There are several reasons to put your gold to good use. For starters, people are always looking for the best way to generate high returns. On that note, gold has forever been the conservative investor's best avenue for yielding high returns. With the introduction of Gold ETFs and Sovereign Gold Bonds, the demand for gold has been steadily increasing. The top advantage of gold against cash is that the gold gram rate has never dipped below zero in it’s more than 3000-years' history. Gold also functions as a hedge against financial market fluctuations. Hence, whenever there is a recession, people move towards gold. Additionally, gold is a liquid asset, which means you can either sell it or pledge it in exchange for instant cash loan. Unlike physical money, gold is portable and can be stored anywhere. Lastly, identifying high-quality gold does not require expert understanding. Anyone can buy gold according to its purity while the seller's certificate acts as the proof of its purity.
The intention behind applying quantitative easing is to counter the situation created by an economic slump. Typically, during an economic downturn, the demand for credit goes down and deflation hits. Even though central banks around the world use interest rate manipulation to tackle such situations, QE is usually their last resort.
Points to Know about QE
The relationship between QE and gold is inversely proportionate.

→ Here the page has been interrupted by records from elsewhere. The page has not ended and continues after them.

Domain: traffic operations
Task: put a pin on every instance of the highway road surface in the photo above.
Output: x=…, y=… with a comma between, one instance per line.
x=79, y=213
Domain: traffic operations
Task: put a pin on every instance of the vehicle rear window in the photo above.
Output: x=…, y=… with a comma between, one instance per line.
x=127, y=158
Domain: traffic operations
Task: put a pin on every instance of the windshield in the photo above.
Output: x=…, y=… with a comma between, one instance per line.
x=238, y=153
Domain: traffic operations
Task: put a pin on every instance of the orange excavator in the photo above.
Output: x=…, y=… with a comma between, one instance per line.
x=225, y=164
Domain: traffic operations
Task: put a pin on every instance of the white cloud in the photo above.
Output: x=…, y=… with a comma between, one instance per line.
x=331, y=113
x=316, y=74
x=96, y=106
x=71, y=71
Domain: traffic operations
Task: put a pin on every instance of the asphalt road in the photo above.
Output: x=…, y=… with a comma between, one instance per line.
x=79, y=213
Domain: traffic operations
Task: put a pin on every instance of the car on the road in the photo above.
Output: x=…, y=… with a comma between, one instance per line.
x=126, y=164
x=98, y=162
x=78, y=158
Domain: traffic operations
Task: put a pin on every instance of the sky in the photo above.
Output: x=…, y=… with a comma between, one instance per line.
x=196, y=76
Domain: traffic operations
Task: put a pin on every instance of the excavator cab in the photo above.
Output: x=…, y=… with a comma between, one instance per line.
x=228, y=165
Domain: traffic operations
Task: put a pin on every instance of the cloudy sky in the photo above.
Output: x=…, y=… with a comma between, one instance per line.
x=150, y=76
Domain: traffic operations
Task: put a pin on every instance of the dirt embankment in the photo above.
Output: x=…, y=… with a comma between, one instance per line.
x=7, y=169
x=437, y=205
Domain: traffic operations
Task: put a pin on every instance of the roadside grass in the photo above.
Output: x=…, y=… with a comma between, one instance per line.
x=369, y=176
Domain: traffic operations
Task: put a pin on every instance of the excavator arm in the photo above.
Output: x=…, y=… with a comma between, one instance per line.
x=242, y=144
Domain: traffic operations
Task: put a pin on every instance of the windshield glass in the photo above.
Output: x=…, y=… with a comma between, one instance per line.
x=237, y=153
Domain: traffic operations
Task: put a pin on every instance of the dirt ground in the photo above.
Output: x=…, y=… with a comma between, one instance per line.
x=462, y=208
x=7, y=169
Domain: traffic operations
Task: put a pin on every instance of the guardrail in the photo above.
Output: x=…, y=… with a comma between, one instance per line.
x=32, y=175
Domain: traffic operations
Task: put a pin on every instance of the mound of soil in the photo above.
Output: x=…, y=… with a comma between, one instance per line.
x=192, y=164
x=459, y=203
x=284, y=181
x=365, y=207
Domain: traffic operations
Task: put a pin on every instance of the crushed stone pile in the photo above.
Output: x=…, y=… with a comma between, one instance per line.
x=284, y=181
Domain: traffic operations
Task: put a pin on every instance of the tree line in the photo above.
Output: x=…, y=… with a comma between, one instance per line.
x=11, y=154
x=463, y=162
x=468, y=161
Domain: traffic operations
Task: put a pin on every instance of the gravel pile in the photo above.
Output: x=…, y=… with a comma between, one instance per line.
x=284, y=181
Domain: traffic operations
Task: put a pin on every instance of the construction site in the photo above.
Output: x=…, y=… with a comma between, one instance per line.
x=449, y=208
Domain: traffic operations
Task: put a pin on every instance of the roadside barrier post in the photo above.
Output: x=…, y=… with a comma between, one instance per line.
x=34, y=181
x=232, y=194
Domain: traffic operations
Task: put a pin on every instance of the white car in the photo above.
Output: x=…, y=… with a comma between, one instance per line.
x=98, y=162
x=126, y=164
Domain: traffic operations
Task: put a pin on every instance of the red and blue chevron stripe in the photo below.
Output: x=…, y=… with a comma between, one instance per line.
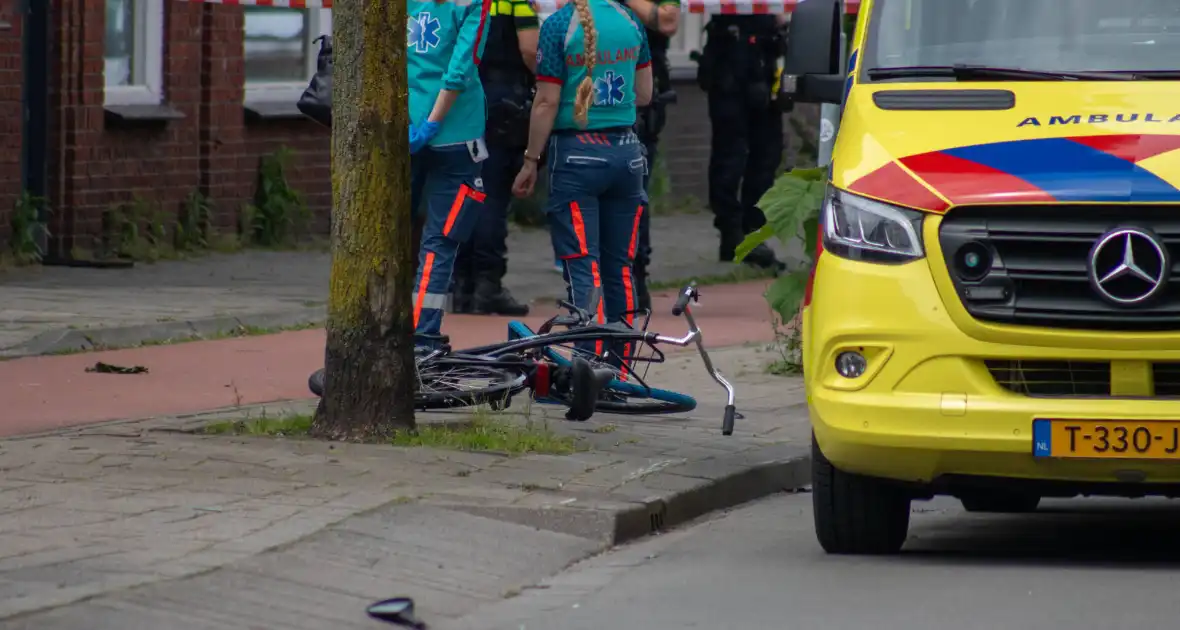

It means when money is injected into the system, the price of gold goes down. Although extra money makes it seem like the gold prices are soaring, that isn’t the case.
With the implementation of this tactic, the gold prices largely remain the same, grow but at a slower pace, or even go down during certain instances.
Here Quantitative Easing Tapering is also vital to know about. It means when a central bank agrees to stop new currency printing, which results in a shortfall in the system. So, the flow of cash goes down, but the amount of gold remains the same. Hence, the price of gold increases steeply.
The implementation of GST has particularly affected the prices of commodities like gold.
Effect of GST on Gold Prices
As per the new tax structure, the GST on gold is set at 3% for both finished and unfinished products, which will be paid by the end consumer.
Apart from this, the tax regime also levies an additional 5% on making charges of gold jewellery. The additional charges have upshot the price of gold as there were no making charges in the previous taxation system. This rate is, however, a revised version which was initially set at 18%. The initial GST on making charges would have affected the prices of the finished products massively since end-consumers had to bear all the expenses. However, the 3% GST, the 10% import duty, and 5% making charges have made the yellow metal’s price increase by 0.75%.
Gold is universally acknowledged as a valuable commodity pertaining to its unique properties, such as:
Gold is available in limited quantities. The best estimates suggest that about 197,576 tonnes of gold have been mined throughout history. In fact, if every ounce of this gold is arranged in a cube, each side of this cube will only measure about 21 metres.
The price of gold tends to rise over time. This is because its demand is exceedingly high in countries India, but the supply is limited.
Gold is a highly liquid, non-consumable asset. Additionally, this metal retains an active market at almost all times. So, individuals can easily convert their gold to cash whenever they want.
It impacts economies in terms of contribution to foreign exchange and trade balance. Furthermore, gold is used as a reserve to hedge against inflation in most free-market economies globally.